Index: avrdude/usbtiny.c

--- avrdude/usbtiny.c (revision 1395) +++ avrdude/usbtiny.c (working copy) @@ -455,6 +455,10 @@

for (; addr < maxaddr; addr += chunk) { chunk = PDATA(pgm)->chunk_size;         // start with the maximum chunk size possible + +    if (chunk > maxaddr - addr) { +        chunk = maxaddr - addr; +    }

// Send the chunk of data to the USBtiny with the function we want // to perform @@ -510,6 +514,10 @@ for (; addr < maxaddr; addr += chunk) { // start with the max chunk size chunk = PDATA(pgm)->chunk_size; + +    if (chunk > maxaddr - addr) { +        chunk = maxaddr - addr; +    }

// we can only write a page at a time anyways if (m->paged && chunk > page_size)

[avrs-admin]

The Lightning Stalker Thu 25 Jan 2018 03:58:53 PM UTC

@karliss That patch does not fix the error on my system. At least it writes the file out before it crashes though.

[avrs-admin]

Kārlis Seņko Thu 25 Jan 2018 08:40:52 PM UTC

@lightningstalker Can you send the command line you used? The problem I found depends on part specific sizes and the fact I had to fix it in more than one place means I could have missed some of them or it needs to be fixed in some common code path.

[avrs-admin]

The Lightning Stalker Fri 26 Jan 2018 10:07:10 AM UTC

Sure thing

$ avrdude -v -pm8 -cusbtiny -Uflash:r:stock.hex:i

Let me know if there's anything else.

[avrs-admin]

The Lightning Stalker Thu 01 Feb 2018 10:34:34 PM UTC

After rebooting, the problem seems to have disappeared completely.

[avrs-admin]

Dima Sat 11 Apr 2020 04:49:30 PM UTC

I have experienced the same bug and the provided patch fully fixed the issue! Thank you Kārlis Seņko.

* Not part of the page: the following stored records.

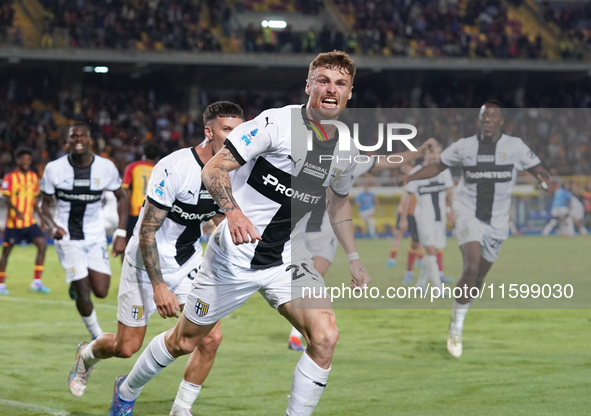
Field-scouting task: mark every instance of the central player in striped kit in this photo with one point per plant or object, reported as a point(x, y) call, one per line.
point(259, 246)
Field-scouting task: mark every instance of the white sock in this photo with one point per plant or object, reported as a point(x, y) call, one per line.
point(309, 381)
point(295, 333)
point(371, 223)
point(549, 227)
point(92, 325)
point(433, 270)
point(422, 280)
point(154, 358)
point(88, 356)
point(186, 395)
point(458, 314)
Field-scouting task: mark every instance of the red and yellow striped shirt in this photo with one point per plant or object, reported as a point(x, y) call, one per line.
point(136, 177)
point(22, 190)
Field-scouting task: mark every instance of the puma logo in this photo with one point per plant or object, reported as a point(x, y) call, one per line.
point(295, 162)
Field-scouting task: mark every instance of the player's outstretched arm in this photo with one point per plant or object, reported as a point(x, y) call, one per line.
point(165, 300)
point(123, 211)
point(57, 233)
point(216, 177)
point(427, 172)
point(382, 163)
point(543, 176)
point(341, 219)
point(404, 203)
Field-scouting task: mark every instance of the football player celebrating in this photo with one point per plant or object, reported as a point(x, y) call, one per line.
point(489, 161)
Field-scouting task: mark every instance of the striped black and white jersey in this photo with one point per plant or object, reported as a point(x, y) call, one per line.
point(78, 193)
point(430, 194)
point(175, 186)
point(279, 184)
point(489, 171)
point(319, 216)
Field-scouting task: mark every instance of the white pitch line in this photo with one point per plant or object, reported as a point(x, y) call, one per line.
point(44, 324)
point(34, 408)
point(51, 302)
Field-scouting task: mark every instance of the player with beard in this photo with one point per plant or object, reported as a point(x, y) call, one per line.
point(482, 200)
point(77, 181)
point(162, 259)
point(259, 246)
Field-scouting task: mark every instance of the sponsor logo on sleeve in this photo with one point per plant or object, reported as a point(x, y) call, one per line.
point(201, 308)
point(160, 188)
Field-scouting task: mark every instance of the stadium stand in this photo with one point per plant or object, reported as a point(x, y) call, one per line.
point(483, 28)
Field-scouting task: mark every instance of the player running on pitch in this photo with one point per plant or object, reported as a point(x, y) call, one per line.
point(261, 200)
point(162, 259)
point(489, 161)
point(21, 190)
point(430, 215)
point(77, 180)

Will this patch be considered as part of next production? I think it should.

My setup is USBtiny (firmware "v-usb" v1.04) running on attiny85.

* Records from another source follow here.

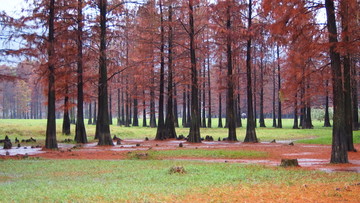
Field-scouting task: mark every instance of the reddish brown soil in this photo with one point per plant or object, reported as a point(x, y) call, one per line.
point(309, 156)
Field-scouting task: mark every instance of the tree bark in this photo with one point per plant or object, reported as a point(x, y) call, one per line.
point(230, 114)
point(339, 144)
point(194, 134)
point(50, 141)
point(102, 125)
point(250, 128)
point(80, 132)
point(160, 134)
point(169, 122)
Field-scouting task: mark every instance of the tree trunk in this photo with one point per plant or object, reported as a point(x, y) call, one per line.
point(80, 132)
point(90, 114)
point(347, 76)
point(262, 119)
point(110, 108)
point(209, 92)
point(250, 128)
point(136, 115)
point(50, 142)
point(169, 122)
point(160, 134)
point(339, 144)
point(66, 121)
point(354, 90)
point(279, 89)
point(194, 134)
point(102, 125)
point(230, 114)
point(296, 125)
point(327, 115)
point(273, 99)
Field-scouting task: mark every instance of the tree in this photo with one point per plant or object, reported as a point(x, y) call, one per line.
point(50, 141)
point(102, 124)
point(250, 128)
point(339, 144)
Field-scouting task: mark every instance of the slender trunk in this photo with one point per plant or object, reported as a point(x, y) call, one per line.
point(176, 117)
point(50, 142)
point(355, 108)
point(339, 144)
point(327, 115)
point(250, 128)
point(279, 89)
point(144, 110)
point(110, 108)
point(296, 125)
point(90, 114)
point(169, 122)
point(66, 120)
point(274, 100)
point(230, 114)
point(347, 75)
point(194, 134)
point(209, 93)
point(262, 119)
point(102, 125)
point(80, 132)
point(160, 133)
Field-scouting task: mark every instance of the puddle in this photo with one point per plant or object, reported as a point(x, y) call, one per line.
point(21, 151)
point(298, 154)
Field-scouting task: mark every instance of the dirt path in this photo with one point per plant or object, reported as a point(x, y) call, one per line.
point(309, 156)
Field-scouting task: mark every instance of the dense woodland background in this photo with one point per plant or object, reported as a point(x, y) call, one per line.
point(193, 60)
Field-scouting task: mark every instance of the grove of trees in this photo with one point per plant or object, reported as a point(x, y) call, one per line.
point(193, 60)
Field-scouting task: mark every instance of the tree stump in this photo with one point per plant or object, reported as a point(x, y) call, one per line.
point(289, 162)
point(177, 169)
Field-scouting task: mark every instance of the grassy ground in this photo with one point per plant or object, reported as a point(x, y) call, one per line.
point(24, 129)
point(143, 180)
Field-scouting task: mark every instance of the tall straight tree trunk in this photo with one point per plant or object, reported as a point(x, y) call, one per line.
point(50, 141)
point(176, 117)
point(102, 125)
point(296, 125)
point(184, 121)
point(152, 100)
point(136, 114)
point(220, 125)
point(204, 97)
point(355, 102)
point(250, 128)
point(169, 122)
point(110, 108)
point(90, 114)
point(327, 115)
point(95, 115)
point(160, 133)
point(144, 110)
point(209, 92)
point(339, 136)
point(80, 132)
point(274, 100)
point(118, 123)
point(262, 119)
point(66, 120)
point(230, 114)
point(194, 134)
point(347, 75)
point(279, 89)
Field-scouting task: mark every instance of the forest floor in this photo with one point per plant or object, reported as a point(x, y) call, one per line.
point(310, 157)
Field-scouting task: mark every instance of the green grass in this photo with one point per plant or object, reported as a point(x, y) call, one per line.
point(137, 181)
point(24, 129)
point(197, 153)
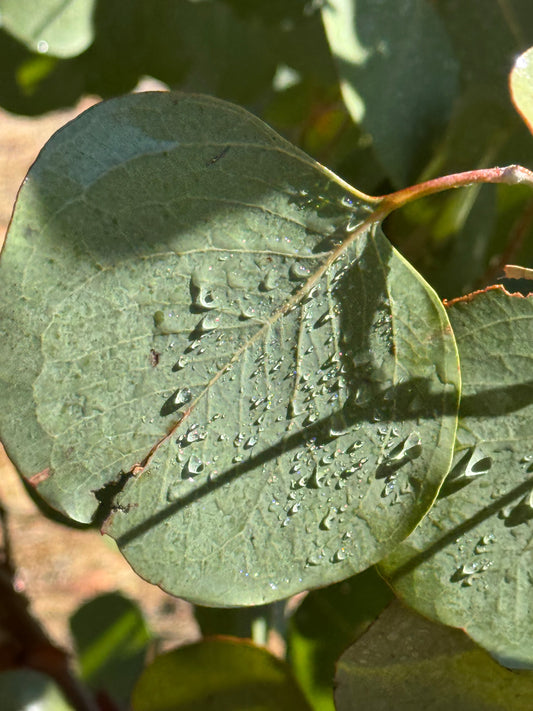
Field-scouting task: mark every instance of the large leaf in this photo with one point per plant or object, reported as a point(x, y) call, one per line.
point(469, 562)
point(398, 75)
point(223, 674)
point(63, 28)
point(408, 663)
point(186, 301)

$ avrdude -pt13 -cusbtiny -Uflash:w:main.hex:i

[mariusgreuel]

Fixed.

[MCUdude]

@mariusgreuel is there a specific commit you can refer to, just as a reference?

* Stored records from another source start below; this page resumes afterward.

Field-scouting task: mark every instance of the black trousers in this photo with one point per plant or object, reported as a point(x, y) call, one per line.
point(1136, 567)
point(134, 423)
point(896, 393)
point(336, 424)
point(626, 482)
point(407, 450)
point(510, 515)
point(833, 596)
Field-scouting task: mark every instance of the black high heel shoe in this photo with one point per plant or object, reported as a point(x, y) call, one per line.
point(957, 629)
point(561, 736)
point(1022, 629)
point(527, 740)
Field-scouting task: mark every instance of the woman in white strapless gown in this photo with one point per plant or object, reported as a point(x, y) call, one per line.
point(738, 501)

I'm not having any issues with my USBtinyISP programmer, I just found a reference to this bug in the ATTinyCore README and was curious to see which commit actually solved the issue

[dl8dtl]

commit 2c4f9d23b470c5ed3d18862bc8a9c95bad439125
Author: Joerg Wunsch <j@uriah.heep.sax.de>
Date:   Fri Sep 18 21:16:13 2020 +0000

    patch #9732: usbtiny_paged_load overflows buffer e.g. when reading EEPROM
    * usbtiny.c (usbtiny_paged_load, usbtiny_paged_write): ensure chunk
    does not overflow memory area

    Submitted by Joel Ray Holveck

    git-svn-id: svn://svn.savannah.nongnu.org/avrdude/trunk/avrdude@1444 81a1dc3b-b13d-400b-aceb-764788c761c2

So it's been fixed before the Github import. Supposedly, version 6.4 ought to be already fixed.